- Beale in 1979 by Godfrey Argent
- Born: Evelyn Martin Lansdowne Beale 8 September 1928 Stanwell Moor, England
- Died: 23 December 1985 (aged 57) Cornwall, England
- Education: Trinity College, Cambridge
- Scientific career
- Fields: Mathematical programming
- Workplaces: Admiralty Research Laboratory CEIR Imperial College, London

= Martin Beale =

British mathematician

Evelyn Martin Lansdowne Beale FRS (8 September 1928 – 23 December 1985) was a British applied mathematician and statistician who was one of the pioneers of mathematical programming.

==Education and career==
Beale was born in Stanwell Moor in the Middlesex county (now in Surrey) of England. His father, Evelyn Stewart Lansdowne Beale, was a senior physicist at the Anglo-Persian Oil Company. His mother, Muriel Rebecca (Betsy) Slade, was a leader in the Women's Institute and the great-niece of Edmond Warre.

Beale was educated at Winchester College and at Trinity College, Cambridge, graduating with First Class Honours in mathematics in 1949 and gaining a diploma in mathematical statistics in 1950. He then joined the Mathematics Group at the UK Admiralty Research Laboratory, working under Steven Vajda for 11 years, except for a leave of absence in 1957/58 to assist the Statistical Techniques Research Group at Princeton University.
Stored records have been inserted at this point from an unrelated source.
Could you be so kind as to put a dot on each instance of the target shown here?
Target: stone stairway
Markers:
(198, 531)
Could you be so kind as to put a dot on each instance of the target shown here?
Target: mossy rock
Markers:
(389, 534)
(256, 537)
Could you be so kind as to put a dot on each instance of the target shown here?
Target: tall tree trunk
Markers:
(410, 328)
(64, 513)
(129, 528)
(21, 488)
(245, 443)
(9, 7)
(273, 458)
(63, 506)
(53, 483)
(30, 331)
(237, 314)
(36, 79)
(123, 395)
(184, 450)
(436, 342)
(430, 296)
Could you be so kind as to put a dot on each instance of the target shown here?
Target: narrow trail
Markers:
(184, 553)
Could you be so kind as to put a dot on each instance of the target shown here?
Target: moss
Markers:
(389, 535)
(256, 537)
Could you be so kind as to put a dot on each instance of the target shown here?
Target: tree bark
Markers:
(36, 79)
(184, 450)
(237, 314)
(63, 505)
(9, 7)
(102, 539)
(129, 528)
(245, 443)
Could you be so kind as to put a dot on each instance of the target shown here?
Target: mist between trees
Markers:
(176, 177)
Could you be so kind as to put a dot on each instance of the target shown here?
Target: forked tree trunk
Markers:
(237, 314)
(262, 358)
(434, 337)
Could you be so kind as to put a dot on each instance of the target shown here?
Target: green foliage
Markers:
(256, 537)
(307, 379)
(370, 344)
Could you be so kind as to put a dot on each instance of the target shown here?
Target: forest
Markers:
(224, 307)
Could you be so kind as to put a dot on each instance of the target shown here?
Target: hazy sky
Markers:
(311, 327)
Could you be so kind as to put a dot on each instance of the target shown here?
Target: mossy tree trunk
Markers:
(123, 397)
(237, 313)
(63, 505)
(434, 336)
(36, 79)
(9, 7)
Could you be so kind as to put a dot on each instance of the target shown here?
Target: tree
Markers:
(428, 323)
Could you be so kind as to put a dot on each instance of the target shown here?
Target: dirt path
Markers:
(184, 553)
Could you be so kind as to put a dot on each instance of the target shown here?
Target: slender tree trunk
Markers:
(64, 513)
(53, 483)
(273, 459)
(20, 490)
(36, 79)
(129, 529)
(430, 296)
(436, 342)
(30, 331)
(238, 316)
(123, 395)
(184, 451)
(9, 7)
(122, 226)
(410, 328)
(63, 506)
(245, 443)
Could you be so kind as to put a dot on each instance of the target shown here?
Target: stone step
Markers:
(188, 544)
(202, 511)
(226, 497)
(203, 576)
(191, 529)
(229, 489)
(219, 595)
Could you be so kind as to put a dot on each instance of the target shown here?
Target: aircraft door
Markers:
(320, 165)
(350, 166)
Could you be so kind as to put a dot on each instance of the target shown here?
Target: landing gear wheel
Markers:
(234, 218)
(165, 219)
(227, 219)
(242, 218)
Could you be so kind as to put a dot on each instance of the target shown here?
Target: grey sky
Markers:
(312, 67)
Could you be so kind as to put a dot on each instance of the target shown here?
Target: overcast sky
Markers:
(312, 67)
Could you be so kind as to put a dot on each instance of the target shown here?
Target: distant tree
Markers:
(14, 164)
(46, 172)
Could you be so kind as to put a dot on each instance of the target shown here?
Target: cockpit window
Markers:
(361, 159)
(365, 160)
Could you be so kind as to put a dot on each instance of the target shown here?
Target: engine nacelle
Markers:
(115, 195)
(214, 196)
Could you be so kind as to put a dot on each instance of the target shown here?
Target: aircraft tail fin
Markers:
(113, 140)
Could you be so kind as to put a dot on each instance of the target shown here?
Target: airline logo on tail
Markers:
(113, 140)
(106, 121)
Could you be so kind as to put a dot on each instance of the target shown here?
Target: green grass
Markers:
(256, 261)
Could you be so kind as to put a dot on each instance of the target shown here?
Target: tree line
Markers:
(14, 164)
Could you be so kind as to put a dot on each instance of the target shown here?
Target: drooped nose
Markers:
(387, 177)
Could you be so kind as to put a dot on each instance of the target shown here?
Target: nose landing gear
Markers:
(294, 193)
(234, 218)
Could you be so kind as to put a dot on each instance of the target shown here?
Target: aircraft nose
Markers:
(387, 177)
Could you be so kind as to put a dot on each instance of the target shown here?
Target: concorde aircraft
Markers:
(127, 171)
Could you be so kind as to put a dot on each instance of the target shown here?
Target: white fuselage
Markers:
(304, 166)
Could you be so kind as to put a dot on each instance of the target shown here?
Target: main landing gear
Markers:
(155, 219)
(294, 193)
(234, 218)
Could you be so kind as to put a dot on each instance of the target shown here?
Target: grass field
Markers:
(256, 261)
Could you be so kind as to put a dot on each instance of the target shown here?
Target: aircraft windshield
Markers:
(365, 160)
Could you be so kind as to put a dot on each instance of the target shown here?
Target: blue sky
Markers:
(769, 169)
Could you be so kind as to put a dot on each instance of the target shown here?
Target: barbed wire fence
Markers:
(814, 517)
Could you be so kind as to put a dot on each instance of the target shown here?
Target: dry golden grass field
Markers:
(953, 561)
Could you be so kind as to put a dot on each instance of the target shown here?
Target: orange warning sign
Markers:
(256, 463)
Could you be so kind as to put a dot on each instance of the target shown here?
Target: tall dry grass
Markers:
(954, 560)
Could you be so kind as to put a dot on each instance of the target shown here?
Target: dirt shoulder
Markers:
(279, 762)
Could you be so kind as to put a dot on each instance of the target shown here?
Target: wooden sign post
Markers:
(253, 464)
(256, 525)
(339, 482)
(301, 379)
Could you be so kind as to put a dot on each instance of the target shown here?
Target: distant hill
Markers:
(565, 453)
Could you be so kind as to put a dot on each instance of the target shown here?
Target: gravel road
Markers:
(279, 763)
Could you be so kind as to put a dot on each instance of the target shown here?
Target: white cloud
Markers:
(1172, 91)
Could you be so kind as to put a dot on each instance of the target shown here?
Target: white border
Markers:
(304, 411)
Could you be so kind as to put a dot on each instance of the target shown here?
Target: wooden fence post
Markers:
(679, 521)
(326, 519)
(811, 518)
In 1955 he extended George Dantzig's Simplex Algorithm to minimise a quadratic function.

In 1961, Beale became a founder member of a computer services company CEIR (Corporation for Economic and Industrial Research), which BP bought and renamed Scicon, and in 1967 he became visiting professor at Imperial College, London.

== Honors ==
Beale was chairman of the Mathematical Programming Society from 1974 to 1976, vice-president of the Royal Statistical Society from 1978 to 1980, a Fellow of the British Computer Society, and a member of the International Statistical Institute. In 1979, he was elected a Fellow of the Royal Society "for his applications of mathematical and statistical techniques to industrial problems and for his contributions to the theory of mathematical programming", and he was elected to the Council of the Royal Society in 1984. He was awarded the Silver Medal of the Operational Research Society in 1980, and became vice-president of the Institute of Mathematics and its Applications. He was also non-executive chairman of Beale International Technology.

The Times suggested that he "used his blend of theory and state-of-the-art practice to encourage several generations of young mathematicians and computer scientists," and that his "many papers and his seminal book Mathematical Programming in Practice were major influences in their field, with their succinctness and clarity."

Beale's FRS memoir mentioned his "extraordinary skill" and "substantial contributions to knowledge".

==Memorials==
- The Mathematical Programming Society awards the "Beale–Orchard-Hays" Prize in memory of him and William Orchard-Hays.
- The Operational Research Society awards the Beale Medal for "the most outstanding sustained contribution to Operational Research", and hosts the Beale Lectures in his honour as "one of OR's true greats".
- A two-day symposium was held in his memory at the Royal Society in 1987.
- The book Questions of Truth is dedicated to him and Ruth Polkinghorne.
- He makes a cameo appearance in E.M. Delafield's A Provincial Lady Goes Further.

==Publications==
Beale produced over 100 scholarly papers and two books:
- Beale, Evelyn Martin Lansdowne (1968). "Mathematical programming in practice"
- Beale, Evelyn Martin Landsdowne (1988). "Introduction to optimization" (Based on his lecture notes and working papers at Scicon and edited by his former colleague Lynne Mackley.)

==Family==
Beale was a son of Muriel Rebecca Beale OBE, descendant of General Sir John Slade, grandniece of Edmond Warre, niece of Henry Adolphus Warre Slade, daughter of Marcus Warre Slade Queen's Counsel, and first cousin of Madelaine Slade.